Ferguson richtete seine stumpfgrauen Augen, die zu seinem Anzug passten, auf mich. Jock Ferguson hatte ein alles anderes als ausdrucksstarkes Gesicht: Es war praktisch unmöglich, seiner Miene zu entnehmen, was in seinem Kopf vorging. Den gleichen abwesenden Gesichtsausdruck habe ich bei vielen Männern gesehen, die aus dem Krieg gekommen waren. Und irgendwie wusste ich, dass Jock Ferguson einen ähnlichen Krieg erlebt hatte wie ich.

»Lange nicht gesehen«, sagte er, ohne zu lächeln und ohne mir einen Drink anzubieten. »Wie ist es Ihnen ergangen?«

»Sie wissen schon, ich halte den Kopf unten. Scheidungsfälle, Diebstähle durch Angestellte, solche Sachen.«

»Arbeiten Sie noch immer für Glasgows anrüchiges Milieu?«

»Hin und wieder. Nicht so viel wie früher. Die Zeiten ändern sich, Jock. Auch Gangster haben den freien Markt entdeckt. Mit den Honoraren, die Ihre Kollegen kassieren, kann ich nicht mithalten.«

Fergusons Gesicht wurde hart, doch er beschloss, mir meine Bemerkung durchgehen zu lassen. Früher hätte er über eine solche Stichelei gelacht, weil er wusste, dass ich sie auf Bullen bezog, die anders waren als er. Aber es war nicht mehr früher.

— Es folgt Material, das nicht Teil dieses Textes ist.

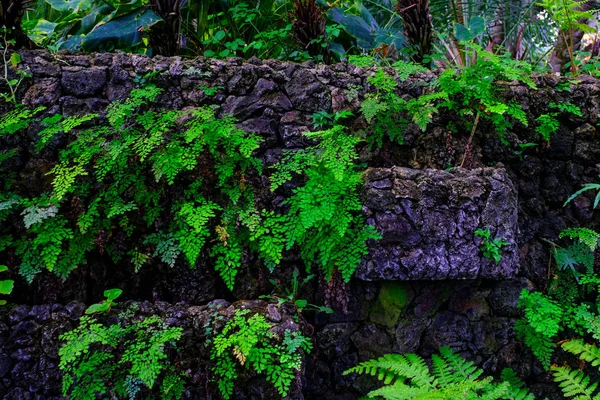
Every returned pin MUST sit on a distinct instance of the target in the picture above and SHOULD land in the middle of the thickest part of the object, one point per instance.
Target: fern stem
(470, 138)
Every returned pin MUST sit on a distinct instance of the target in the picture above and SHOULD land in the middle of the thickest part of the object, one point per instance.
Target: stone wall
(425, 284)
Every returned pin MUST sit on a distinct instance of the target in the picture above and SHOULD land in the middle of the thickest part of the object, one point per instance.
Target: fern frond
(401, 391)
(574, 383)
(463, 369)
(516, 387)
(586, 352)
(585, 235)
(392, 368)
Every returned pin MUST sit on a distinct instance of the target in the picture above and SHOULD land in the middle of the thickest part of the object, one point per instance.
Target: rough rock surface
(276, 99)
(428, 219)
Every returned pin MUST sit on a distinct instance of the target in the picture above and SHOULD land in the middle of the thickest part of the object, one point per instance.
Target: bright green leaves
(104, 306)
(549, 124)
(491, 247)
(175, 182)
(324, 217)
(541, 324)
(193, 227)
(17, 119)
(64, 178)
(248, 342)
(408, 376)
(100, 360)
(6, 286)
(465, 34)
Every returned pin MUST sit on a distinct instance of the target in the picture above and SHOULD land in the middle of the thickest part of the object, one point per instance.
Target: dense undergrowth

»Ich habe gehört, dass Sie sich nach mir erkundigt haben, Lennox. Nach dieser Geschichte im letzten Jahr. Mir kam es so vor, als wären Sie der Meinung, ich hätte etwas mit dem ganzen Scheiß zu tun gehabt. Glauben Sie das wirklich?«

Ich zuckte mit den Schultern. »Ich habe nur ein bisschen mit Ihren Kollegen geplaudert. Dann hatten Sie also nichts mit der Sache zu tun?«

Er hielt meinem Blick stand. Keiner von uns sagte offen, was sich ereignet hatte. Tatsächlich hätte Ferguson nicht einmal von den Vorfällen in dem Lagerhaus am Hafen wissen dürfen – Vorfälle, die dazu führten, dass ich eine Kugel in der Seite hatte und eine Frau, die mir viel bedeutet hatte, tot und ohne Gesicht zu meinen Füßen lag. Vorfälle, die sich nicht ereignet hätten, hätte nicht irgendein Polizist bestimmte Informationen weitergegeben.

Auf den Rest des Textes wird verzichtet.